Viewing P’s market performance through the lens of changing leadership is interesting. The stock began its eye-popping rise as Kennedy was departing, reaching a pinnacle on February 28, 2014 — roughly matching Pandora’s surging audience growth. It has been an uneven trip downhill since, mainly attributed to Pandora’s flattening audience growth curve, about which investment analysts are obsessed.
A Good Moment for Change
Whatever the internal and board dynamics which drove Pandora’s decision, now is a plausible moment for returning to roots — and always part of the reason for pulling a founder back to the CEO desk (the CEO headphones?). McAndrews recently publicized a willingness, if not exactly a determined intent, to sell the company. Many observers yesterday viewed that pushing McAndrews aside for Westergren signaled a rejection by the board of Pandora’s potential courtship of buyers. Accordingly, the stock gave back much of the upward spike it had gained with McAndrews’ announcement, dropping about 12% yesterday, and more as of this writing today.
The acquisition question remains unanswered, but the moment is good for a leadership change in other ways. Pandora is facing the most crucial year in its history, marked by the first major change in its business plan since 2004. Building the promised on-demand service does more than merely bring Pandora to rough product equivalence with Spotify, its only meaningful independent competitor. At least, it’s more than that in the company’s public imaging and pronouncements.
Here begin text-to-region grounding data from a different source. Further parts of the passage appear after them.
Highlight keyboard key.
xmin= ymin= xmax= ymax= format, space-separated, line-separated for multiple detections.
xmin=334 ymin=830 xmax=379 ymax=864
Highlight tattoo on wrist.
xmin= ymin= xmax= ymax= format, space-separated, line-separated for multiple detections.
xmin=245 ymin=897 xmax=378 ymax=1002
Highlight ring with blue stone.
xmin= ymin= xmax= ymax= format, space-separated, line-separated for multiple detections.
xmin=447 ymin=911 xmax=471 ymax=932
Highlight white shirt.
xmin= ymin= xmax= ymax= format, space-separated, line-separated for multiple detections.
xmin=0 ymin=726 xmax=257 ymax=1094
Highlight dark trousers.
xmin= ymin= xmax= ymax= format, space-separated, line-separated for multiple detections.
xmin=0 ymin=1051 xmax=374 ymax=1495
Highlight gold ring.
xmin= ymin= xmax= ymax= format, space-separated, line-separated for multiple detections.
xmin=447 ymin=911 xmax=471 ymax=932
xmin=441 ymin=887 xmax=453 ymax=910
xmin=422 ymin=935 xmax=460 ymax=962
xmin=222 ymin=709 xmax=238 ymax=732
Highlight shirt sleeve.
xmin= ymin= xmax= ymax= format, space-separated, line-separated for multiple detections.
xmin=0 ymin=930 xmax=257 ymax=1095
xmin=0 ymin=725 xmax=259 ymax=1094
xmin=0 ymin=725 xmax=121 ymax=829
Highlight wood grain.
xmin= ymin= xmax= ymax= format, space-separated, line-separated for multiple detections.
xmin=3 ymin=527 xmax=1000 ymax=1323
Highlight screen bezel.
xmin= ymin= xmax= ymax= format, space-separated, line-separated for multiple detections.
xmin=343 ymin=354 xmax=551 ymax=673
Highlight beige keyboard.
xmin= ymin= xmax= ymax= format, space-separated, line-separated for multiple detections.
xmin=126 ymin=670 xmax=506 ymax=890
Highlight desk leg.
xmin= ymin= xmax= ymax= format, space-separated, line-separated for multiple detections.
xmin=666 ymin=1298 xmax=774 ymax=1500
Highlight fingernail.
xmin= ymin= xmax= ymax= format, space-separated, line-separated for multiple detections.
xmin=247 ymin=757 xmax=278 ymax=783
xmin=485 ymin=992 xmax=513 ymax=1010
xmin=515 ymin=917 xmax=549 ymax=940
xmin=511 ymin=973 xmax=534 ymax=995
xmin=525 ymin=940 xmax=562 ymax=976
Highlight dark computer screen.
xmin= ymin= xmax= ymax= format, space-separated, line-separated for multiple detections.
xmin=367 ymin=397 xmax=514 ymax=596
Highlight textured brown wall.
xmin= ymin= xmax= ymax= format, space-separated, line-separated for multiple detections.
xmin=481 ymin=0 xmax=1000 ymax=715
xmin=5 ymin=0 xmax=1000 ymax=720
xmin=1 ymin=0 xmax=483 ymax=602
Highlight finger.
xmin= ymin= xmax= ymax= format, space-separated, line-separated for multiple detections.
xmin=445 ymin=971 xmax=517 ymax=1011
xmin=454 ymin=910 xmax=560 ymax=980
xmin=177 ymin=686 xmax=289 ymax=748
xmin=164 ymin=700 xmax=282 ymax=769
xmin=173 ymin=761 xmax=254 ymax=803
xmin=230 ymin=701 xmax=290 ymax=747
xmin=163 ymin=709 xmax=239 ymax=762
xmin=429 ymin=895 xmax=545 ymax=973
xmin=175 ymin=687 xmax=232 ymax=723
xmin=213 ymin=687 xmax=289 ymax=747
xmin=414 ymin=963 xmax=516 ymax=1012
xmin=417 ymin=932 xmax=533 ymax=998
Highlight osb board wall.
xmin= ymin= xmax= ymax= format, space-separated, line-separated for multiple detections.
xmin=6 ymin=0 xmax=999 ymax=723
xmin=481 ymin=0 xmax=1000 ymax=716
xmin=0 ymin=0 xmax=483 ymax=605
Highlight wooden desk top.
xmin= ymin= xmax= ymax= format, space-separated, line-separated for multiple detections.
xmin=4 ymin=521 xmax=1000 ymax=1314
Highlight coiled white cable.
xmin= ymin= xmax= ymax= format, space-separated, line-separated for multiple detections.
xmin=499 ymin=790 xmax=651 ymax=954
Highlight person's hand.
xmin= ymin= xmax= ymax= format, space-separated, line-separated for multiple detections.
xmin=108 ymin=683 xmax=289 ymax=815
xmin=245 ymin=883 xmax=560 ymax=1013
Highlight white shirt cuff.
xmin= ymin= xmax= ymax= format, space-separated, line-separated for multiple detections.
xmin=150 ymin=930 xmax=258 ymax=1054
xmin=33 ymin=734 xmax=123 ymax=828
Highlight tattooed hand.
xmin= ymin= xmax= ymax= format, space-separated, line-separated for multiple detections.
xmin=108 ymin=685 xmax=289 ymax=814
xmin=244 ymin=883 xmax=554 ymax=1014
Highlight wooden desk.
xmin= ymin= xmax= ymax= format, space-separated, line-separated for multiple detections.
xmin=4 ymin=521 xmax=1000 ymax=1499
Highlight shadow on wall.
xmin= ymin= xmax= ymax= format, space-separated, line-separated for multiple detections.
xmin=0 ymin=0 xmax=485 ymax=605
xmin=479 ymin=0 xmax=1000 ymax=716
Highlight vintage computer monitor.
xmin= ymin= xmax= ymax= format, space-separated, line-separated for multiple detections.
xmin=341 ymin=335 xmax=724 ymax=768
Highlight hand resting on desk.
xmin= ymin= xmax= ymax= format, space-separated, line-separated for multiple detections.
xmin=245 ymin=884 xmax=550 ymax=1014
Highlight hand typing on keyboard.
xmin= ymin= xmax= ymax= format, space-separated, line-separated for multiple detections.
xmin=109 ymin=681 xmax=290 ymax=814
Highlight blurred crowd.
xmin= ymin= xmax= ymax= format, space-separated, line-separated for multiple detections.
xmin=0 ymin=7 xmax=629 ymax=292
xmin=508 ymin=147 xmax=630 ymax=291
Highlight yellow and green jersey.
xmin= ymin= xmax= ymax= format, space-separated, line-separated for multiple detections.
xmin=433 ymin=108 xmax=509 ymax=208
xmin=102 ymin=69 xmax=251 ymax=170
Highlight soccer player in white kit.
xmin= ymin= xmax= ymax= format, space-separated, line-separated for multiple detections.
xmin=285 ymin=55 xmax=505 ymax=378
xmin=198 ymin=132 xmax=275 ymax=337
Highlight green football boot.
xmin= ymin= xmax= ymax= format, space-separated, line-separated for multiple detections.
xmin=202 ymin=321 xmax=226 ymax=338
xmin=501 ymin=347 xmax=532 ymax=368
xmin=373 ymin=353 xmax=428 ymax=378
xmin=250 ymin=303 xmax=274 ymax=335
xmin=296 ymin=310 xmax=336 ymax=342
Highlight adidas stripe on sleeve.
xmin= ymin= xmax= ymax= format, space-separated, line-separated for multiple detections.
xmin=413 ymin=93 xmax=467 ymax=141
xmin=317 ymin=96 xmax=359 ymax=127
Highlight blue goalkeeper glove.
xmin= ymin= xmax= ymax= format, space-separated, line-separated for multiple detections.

“We are pursuing a once-in-a-generation opportunity,” Westergren said yesterday. In the company’s view, as expressed by the new board chair Jim Feuille who replaced Westergren in that seat, “Tim carries the vision for how Pandora can transform the music industry.”
Pandora selects its words carefully — we know this well at RAIN News. The key words above are generation, transform, and music industry. Installing Tim Westergren as CEO makes the company about music through and through. Pandora never stopped talking about musicians, and McAndrews developed important new products for musicians, but Westergren brings native, organic music cred like neither McAndrews nor Kennedy did.
Every company uses grand words in important moments. Pandora has actually created something immense — valuable to listeners, disruptive to radio, influential in the entire audio ecosystem. That is credibility too, which, for the moment at least, justifies the grand vision. Now, onward into the future.
Pandora suffers from a nagging, persistent cough from deep in its lungs that hint at grave, potentially deadly concerns that temper the vibrancy and energy the company flashes over time. That cough, brought on by oversized royalties, signals unprofitability the kind that cripples a company. Changing the CEO doesn’t muffle the cough. Maybe it distracts from its attention temporarily. Pandora needs more innovation than they’ve seen in the last decade if they’re to become a sustainable company.